Sydney, I need you to know that God is real. He is aware of each of us individually. He will never leave you alone- even in your darkest hours. I believe that it is during those times, that He is closest to you. You just have to let Him in.
I often wonder why it is that I find myself thinking about your heart defect and the trials that came along with it so frequently. Why is it that there are times when I feel like that is all I can talk about? It has got to get annoying to some people, I know. But the answer as to why is so very clear to me. What we went through with you literally changed me. I firmly believe that I am a different person than I was a year ago. I attribute that to the spirit and the things that it taught me along the way. I cannot deny that God and his angels were with me throughout that whole process. I was wrapped in the arms of his love and without that- I think I would have crumbled to pieces.

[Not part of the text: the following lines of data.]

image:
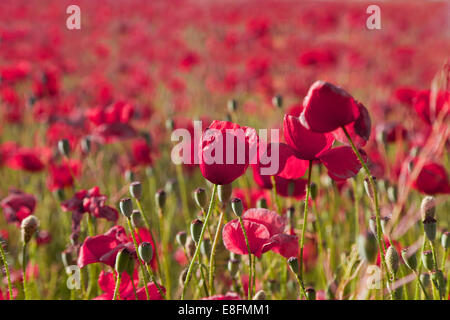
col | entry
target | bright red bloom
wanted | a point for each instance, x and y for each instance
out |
(328, 107)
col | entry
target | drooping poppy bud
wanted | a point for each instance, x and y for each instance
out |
(196, 229)
(310, 294)
(410, 259)
(367, 247)
(392, 261)
(224, 193)
(429, 226)
(181, 238)
(260, 295)
(64, 147)
(200, 198)
(160, 198)
(136, 190)
(428, 207)
(237, 207)
(136, 219)
(28, 228)
(126, 207)
(427, 260)
(146, 252)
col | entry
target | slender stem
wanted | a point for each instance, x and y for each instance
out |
(249, 294)
(212, 264)
(305, 220)
(5, 264)
(197, 249)
(376, 204)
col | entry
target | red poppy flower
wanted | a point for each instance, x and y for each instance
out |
(222, 162)
(107, 282)
(328, 107)
(432, 179)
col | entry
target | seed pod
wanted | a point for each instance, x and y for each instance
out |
(200, 198)
(232, 105)
(310, 294)
(196, 229)
(224, 193)
(126, 207)
(313, 190)
(136, 190)
(445, 240)
(409, 259)
(146, 252)
(28, 228)
(277, 101)
(64, 147)
(181, 238)
(392, 261)
(260, 295)
(367, 247)
(427, 260)
(160, 198)
(428, 207)
(205, 248)
(261, 203)
(233, 267)
(136, 219)
(237, 207)
(293, 264)
(429, 226)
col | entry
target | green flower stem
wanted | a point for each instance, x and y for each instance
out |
(116, 289)
(197, 249)
(5, 263)
(377, 207)
(144, 275)
(250, 277)
(212, 259)
(305, 220)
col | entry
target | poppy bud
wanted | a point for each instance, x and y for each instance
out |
(233, 266)
(205, 248)
(129, 176)
(181, 238)
(86, 145)
(293, 264)
(232, 105)
(126, 207)
(310, 294)
(136, 190)
(136, 219)
(429, 226)
(369, 188)
(64, 147)
(427, 260)
(160, 198)
(123, 260)
(445, 240)
(237, 207)
(146, 252)
(409, 259)
(428, 207)
(28, 227)
(261, 203)
(277, 101)
(260, 295)
(196, 229)
(224, 193)
(200, 198)
(313, 190)
(367, 247)
(392, 260)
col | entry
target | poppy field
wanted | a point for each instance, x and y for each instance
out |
(224, 150)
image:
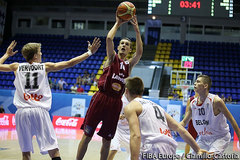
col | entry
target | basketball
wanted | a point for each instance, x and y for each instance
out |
(126, 10)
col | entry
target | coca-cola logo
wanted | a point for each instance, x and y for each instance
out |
(4, 121)
(71, 122)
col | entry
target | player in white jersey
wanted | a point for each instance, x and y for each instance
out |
(122, 135)
(150, 126)
(33, 96)
(209, 114)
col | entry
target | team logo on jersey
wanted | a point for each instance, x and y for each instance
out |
(34, 97)
(166, 132)
(116, 87)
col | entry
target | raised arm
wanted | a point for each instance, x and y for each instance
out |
(109, 40)
(70, 63)
(9, 52)
(219, 103)
(131, 112)
(139, 45)
(186, 136)
(9, 67)
(188, 114)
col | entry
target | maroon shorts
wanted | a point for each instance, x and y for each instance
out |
(192, 130)
(103, 108)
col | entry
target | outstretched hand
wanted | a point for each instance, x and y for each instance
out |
(10, 48)
(134, 22)
(95, 45)
(119, 20)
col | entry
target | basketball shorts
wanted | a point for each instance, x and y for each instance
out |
(35, 121)
(192, 130)
(158, 151)
(216, 144)
(121, 140)
(103, 108)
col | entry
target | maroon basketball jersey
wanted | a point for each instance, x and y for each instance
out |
(112, 79)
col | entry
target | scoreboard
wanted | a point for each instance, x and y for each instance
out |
(203, 8)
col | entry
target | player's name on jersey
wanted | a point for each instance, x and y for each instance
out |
(31, 67)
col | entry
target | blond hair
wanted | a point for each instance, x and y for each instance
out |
(29, 50)
(135, 86)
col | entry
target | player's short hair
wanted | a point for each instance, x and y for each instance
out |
(135, 85)
(206, 80)
(29, 50)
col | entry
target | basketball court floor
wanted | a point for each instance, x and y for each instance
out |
(68, 142)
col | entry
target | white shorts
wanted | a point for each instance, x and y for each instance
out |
(160, 151)
(215, 144)
(35, 121)
(121, 139)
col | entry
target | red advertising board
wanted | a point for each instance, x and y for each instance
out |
(7, 121)
(67, 122)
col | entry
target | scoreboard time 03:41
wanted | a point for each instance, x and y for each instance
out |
(203, 8)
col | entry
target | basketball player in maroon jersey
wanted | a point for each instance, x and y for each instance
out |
(106, 104)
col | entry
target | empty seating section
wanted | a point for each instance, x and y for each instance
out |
(219, 60)
(55, 48)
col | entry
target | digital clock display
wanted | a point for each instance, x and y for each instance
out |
(187, 62)
(187, 4)
(203, 8)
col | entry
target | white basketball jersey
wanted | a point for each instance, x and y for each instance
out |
(123, 124)
(32, 86)
(153, 124)
(204, 120)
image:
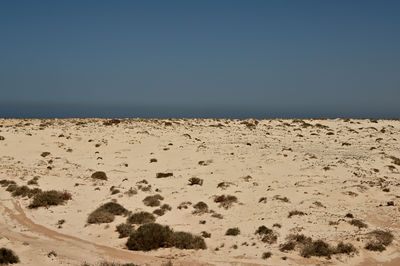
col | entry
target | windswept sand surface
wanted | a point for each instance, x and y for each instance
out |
(323, 168)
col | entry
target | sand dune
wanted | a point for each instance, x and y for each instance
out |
(330, 180)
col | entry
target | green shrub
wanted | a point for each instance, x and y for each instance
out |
(267, 235)
(184, 240)
(200, 208)
(124, 230)
(153, 201)
(141, 218)
(114, 208)
(360, 224)
(295, 212)
(49, 198)
(99, 175)
(232, 231)
(7, 256)
(100, 216)
(153, 236)
(225, 201)
(150, 236)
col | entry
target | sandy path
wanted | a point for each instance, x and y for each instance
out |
(67, 246)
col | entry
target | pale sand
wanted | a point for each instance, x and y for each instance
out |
(282, 157)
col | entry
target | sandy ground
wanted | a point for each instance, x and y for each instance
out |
(324, 168)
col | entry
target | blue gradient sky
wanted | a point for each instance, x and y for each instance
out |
(270, 56)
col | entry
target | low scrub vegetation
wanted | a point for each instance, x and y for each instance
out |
(7, 256)
(153, 236)
(49, 198)
(106, 213)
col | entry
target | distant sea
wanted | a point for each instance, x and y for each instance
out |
(75, 110)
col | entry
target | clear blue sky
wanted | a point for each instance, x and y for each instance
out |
(267, 55)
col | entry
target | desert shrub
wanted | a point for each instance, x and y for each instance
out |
(153, 201)
(163, 175)
(166, 207)
(200, 207)
(22, 191)
(159, 212)
(6, 183)
(49, 198)
(379, 240)
(114, 208)
(205, 234)
(99, 175)
(195, 181)
(150, 236)
(267, 235)
(11, 187)
(100, 216)
(266, 255)
(33, 181)
(343, 248)
(141, 218)
(317, 248)
(225, 201)
(7, 256)
(290, 245)
(360, 224)
(124, 230)
(184, 240)
(232, 231)
(45, 154)
(295, 212)
(111, 122)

Not only did I feel of heavenly angels but there were people who came into my life at that time that I will always consider to be my angels. They may have been people whom I have known all my life or people I had met within the past few years or within the past 4 months. Regardless, they were answers to my prayers and were exactly what I needed.
Someone once taught me to always strive to be someone else's angel. Whether you work to be your spouse's angel, your sibling's, your best friend's, or your neighbor's- we should always be looking for someone that needs our help. I promise to my best at being someone else's angel because so many people were that for you, me, and your dad. Be someone else's angel, Sydney. Somehow, when you do so, life becomes sweeter and not quite so hard. That's one of the things I learned from this whole thing.
You went to the cardiologist in the beginning of December. When I walked you into the Dr's office, Dr. Womack began to laugh. He couldn't believe how much you had grown. He commented on your chubby thighs and your rubberband wrists and how last time he saw you, you had neither of those things. He said that surgery's like this one don't always turn out the way they would hope but if there was an example of what they aim for, you are it. You have made a full and complete recovery with no other issues. He gave you the OK to not come back to see him for a full year! Amazing. My buttons were bursting and I was fighting back the tears the entire time. His words were like music to my ears and peace to my heart. Way to go, Syd!
Anyways, that is all. I love you Sydney. You have taught me so much in your young life.